Germany, the eurozone’s economic powerhouse, could soon enter a recession, the Bundesbank said in a note published on Monday (19 August).
“International trade disputes and Brexit are important reasons behind this,” said Germany’s central banker Jens Weidmann, describing the slowdown as a slump.
The euro area also suffered from the “softening global growth dynamics and weak international trade,” ECB President Mario Draghi explained during a press conference back in July.
No decision before September
Draghi’s comments, in such a context, were widely interpreted as an open door for the ECB to relaunch its bond-buying programme. After the ECB’s governing council meeting in July, all options were on the table to boost the euro area economy.
The ECB will make a decision in September, based on the latest forecast. But some of its members are already making public comments to prepare the ground.
Estonia’s central bank governor, Madis Müller, said in an article that as inflation in the eurozone slides further away from EBC target, the bank “has yet to stimulate the economy.”
In an interview with the Wall Street Journal a few days ago, Finland’s Central Bank governor Olli Rehn said that “substantial and sufficient” bond purchases as well as interest rate cuts might be needed. The ECB kept its main interest rate at zero in July.
“It’s important that we come up with a significant and impactful policy package in September,” Rehn said.
Draghi said the ECB has been considering monetary stimulus for several months “to ensure that financial conditions remain very favourable and support the euro area expansion.”

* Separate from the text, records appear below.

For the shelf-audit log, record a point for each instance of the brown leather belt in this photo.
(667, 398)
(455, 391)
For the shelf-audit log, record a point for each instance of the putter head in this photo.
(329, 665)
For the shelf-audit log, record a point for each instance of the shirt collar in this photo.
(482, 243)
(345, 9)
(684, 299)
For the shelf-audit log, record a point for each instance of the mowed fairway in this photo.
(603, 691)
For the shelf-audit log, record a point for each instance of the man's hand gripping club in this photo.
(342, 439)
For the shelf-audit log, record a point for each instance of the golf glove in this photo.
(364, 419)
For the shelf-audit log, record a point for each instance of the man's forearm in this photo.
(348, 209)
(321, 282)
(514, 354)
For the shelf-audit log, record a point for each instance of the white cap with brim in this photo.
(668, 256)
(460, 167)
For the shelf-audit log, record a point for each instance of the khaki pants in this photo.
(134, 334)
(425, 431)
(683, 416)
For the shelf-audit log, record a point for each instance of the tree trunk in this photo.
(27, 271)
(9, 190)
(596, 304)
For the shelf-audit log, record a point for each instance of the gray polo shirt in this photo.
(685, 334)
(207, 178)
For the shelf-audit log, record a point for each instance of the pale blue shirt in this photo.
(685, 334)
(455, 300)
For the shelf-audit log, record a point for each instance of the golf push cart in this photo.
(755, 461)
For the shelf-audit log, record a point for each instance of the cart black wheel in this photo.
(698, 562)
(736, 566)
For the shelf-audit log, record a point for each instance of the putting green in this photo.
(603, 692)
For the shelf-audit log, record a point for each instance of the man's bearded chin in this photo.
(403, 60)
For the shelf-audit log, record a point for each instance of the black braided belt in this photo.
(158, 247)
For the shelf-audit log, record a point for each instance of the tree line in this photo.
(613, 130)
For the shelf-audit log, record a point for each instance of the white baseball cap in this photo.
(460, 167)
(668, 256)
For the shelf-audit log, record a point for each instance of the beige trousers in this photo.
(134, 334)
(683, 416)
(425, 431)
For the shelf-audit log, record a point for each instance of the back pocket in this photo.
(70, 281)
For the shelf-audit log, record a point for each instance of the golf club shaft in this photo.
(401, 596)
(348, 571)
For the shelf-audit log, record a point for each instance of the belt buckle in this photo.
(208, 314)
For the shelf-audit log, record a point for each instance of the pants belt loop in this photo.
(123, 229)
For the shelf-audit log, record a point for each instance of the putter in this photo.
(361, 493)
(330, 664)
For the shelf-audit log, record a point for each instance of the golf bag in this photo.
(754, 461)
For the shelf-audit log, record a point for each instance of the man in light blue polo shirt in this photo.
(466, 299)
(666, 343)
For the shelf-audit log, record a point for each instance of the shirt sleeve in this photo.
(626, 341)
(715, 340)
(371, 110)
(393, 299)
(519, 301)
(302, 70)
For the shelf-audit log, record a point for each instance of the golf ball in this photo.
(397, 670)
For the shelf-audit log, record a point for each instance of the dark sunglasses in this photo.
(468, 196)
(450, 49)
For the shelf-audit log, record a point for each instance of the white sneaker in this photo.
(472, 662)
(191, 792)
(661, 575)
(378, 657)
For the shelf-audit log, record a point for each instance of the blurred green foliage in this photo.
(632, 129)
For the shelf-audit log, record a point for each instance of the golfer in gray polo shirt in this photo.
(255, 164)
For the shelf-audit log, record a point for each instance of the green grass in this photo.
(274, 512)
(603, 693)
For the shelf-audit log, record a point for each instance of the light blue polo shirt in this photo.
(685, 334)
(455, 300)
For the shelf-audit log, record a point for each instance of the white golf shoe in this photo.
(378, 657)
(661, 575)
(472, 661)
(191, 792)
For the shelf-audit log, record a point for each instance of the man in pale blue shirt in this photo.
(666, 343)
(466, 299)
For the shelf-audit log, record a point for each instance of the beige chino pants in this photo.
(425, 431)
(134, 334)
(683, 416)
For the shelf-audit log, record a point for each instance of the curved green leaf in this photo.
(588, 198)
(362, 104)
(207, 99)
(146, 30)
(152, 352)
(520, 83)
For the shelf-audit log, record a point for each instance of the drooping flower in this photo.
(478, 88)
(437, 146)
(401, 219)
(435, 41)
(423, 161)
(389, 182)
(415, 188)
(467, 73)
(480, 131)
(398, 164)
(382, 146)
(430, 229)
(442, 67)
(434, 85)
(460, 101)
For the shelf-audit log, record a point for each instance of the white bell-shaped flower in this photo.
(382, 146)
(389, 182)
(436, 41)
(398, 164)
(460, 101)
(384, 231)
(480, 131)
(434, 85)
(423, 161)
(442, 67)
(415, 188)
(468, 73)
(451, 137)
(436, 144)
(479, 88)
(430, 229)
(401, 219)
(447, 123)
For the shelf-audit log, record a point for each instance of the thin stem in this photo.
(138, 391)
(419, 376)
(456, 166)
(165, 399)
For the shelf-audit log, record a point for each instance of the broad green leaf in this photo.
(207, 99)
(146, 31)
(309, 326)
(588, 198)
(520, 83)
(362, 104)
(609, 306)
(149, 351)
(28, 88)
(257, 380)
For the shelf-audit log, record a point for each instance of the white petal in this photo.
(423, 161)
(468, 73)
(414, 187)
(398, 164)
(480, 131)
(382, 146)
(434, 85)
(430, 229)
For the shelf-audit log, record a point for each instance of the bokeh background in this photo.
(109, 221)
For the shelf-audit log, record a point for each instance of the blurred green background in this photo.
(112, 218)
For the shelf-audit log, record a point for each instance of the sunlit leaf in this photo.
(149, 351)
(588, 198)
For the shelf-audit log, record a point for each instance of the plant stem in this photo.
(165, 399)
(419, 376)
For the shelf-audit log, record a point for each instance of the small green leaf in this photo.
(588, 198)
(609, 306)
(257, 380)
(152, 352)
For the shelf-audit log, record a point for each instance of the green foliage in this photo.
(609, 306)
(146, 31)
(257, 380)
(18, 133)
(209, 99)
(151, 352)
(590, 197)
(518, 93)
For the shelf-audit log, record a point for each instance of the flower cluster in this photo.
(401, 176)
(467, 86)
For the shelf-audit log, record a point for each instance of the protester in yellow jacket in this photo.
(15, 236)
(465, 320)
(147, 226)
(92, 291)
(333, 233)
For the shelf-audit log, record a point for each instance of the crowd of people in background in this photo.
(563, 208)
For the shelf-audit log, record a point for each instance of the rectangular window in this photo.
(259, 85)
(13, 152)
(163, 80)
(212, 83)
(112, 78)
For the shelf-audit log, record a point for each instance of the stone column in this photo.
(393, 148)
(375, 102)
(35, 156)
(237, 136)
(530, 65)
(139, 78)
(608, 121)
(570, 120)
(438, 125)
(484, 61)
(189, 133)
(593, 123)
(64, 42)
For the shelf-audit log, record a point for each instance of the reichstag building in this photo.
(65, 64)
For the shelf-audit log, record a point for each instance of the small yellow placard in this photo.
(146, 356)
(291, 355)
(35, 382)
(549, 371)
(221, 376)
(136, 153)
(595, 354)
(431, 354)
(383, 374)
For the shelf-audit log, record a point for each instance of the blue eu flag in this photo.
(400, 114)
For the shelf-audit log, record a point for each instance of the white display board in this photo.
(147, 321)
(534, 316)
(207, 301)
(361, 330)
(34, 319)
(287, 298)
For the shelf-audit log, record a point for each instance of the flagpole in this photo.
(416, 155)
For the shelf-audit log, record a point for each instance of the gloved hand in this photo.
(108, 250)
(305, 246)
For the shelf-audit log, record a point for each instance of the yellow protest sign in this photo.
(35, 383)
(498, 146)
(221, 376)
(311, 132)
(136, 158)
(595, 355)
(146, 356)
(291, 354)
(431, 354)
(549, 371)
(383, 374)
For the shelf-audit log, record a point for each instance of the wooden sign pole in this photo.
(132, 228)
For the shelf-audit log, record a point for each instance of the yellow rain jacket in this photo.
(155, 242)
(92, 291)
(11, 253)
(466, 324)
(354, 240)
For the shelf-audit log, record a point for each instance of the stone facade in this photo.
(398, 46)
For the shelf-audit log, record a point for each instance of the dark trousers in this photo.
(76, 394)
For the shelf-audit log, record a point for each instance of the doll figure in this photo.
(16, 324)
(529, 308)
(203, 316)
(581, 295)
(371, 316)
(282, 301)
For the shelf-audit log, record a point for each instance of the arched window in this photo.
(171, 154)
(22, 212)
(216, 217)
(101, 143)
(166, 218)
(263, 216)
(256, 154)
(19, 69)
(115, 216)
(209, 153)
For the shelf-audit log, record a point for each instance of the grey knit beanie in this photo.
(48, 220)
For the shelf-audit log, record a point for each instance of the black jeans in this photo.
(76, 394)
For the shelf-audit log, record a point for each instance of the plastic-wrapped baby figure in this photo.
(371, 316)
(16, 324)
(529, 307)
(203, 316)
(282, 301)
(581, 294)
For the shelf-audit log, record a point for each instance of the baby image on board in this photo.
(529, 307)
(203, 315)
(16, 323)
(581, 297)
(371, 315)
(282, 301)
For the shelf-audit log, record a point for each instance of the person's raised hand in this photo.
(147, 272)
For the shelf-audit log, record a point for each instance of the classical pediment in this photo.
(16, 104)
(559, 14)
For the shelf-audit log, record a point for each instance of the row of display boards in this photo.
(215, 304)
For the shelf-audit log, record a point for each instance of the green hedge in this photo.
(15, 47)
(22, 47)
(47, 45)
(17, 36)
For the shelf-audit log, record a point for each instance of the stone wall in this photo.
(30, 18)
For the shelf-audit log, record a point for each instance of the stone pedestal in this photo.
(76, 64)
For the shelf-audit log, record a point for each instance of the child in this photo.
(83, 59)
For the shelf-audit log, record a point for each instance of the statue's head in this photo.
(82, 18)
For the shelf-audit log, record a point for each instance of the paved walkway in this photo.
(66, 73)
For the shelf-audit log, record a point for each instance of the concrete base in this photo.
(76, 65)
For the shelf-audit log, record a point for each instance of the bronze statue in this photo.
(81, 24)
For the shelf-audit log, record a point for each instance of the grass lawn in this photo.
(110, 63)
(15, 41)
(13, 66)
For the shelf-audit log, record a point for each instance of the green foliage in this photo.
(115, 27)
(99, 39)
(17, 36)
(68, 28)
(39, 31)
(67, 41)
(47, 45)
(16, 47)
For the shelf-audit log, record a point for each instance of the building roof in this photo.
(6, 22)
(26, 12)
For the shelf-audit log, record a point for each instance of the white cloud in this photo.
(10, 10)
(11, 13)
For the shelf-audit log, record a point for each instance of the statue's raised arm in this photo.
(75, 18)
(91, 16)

If the situation does not improve, “the Governing Council is determined to act,” the ECB President insisted. Draghi will be replaced in October by Christine Lagarde, the former head of the International Monetary Fund.
The ECB launched in March 2015 a public sector asset purchase programme in secondary markets (PSPP). Under this programme, the ECB bought public bonds on secondary markets to stimulate growth and counter deflation in the eurozone.
The scheme was suspended in December 2018, days only after the ECB won a landmark case at the European Court of Justice. The tribunal backed the programme by confirming it fell within the mandate of the ECB and was the lender’s last resort to counter deflation.
Draghi might make use of that trump card again in September.